What we need, and what we currently lack, in order to account for Wittgenstein’s ideas about ethics, and—as part of that—in order to investigate the personal nature of these ideas, is a proper notion of the grammar of moral language. We are not, that is, in a position to even tell Wittgenstein’s biography, for we do not yet have clear the language in which such a biography can be told.

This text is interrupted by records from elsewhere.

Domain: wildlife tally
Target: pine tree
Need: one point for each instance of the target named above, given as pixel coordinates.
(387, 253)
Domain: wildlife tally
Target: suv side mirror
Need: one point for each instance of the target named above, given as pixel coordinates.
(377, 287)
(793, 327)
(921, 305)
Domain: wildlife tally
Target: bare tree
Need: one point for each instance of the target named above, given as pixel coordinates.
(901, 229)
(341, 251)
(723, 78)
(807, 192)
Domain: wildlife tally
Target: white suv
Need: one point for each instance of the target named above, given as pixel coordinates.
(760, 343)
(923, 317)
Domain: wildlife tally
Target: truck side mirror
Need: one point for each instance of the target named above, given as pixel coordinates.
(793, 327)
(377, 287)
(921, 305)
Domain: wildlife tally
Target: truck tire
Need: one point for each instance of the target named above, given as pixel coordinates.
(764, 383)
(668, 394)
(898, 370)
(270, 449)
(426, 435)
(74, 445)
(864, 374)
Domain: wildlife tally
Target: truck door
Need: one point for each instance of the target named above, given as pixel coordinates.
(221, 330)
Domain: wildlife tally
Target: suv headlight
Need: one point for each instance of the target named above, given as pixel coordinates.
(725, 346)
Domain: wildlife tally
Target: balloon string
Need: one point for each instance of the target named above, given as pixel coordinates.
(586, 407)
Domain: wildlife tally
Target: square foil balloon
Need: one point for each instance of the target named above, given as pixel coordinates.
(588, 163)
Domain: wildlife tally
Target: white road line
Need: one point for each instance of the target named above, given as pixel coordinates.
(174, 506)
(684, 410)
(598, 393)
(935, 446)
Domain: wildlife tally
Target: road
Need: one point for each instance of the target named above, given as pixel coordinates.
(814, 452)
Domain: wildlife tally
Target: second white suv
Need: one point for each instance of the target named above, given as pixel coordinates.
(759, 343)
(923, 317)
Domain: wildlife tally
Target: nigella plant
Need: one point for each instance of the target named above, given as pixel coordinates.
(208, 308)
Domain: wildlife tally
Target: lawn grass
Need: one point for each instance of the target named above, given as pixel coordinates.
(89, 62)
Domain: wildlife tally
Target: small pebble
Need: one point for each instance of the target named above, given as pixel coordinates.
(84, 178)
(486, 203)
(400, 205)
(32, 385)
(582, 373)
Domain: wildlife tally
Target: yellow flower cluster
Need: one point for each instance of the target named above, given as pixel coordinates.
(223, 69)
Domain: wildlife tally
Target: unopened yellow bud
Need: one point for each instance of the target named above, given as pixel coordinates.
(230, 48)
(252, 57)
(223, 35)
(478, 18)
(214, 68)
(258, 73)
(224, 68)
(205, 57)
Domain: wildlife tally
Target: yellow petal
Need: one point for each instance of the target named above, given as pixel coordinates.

Many discussions on Wittgenstein’s views on ethics have a biographical tone. Like for Socrates, for Wittgenstein ethics was a matter of self-knowledge—a personal matter. Wittgenstein is thus unlike the typical, typically theoretical, moral philosopher, for whom moral philosophy is primarily an intellectual enterprise, and for whom it is possible to separate the intellectual aspect of one’s life from the rest of that life; for whom, to do moral philosophy is not to talk about, to work on, oneself. To this extent the tone of those many discussions I mentioned is justified. Nevertheless, those discussions tend not to be very helpful. And this, I believe, is because the fact that ethics for Wittgenstein was a personal matter does not mean that in investigating his views on ethics we may exchange the philosophical for the merely biographical. That is, many of the discussions I mentioned employ a conception of the biographical that would have been very foreign to Wittgenstein.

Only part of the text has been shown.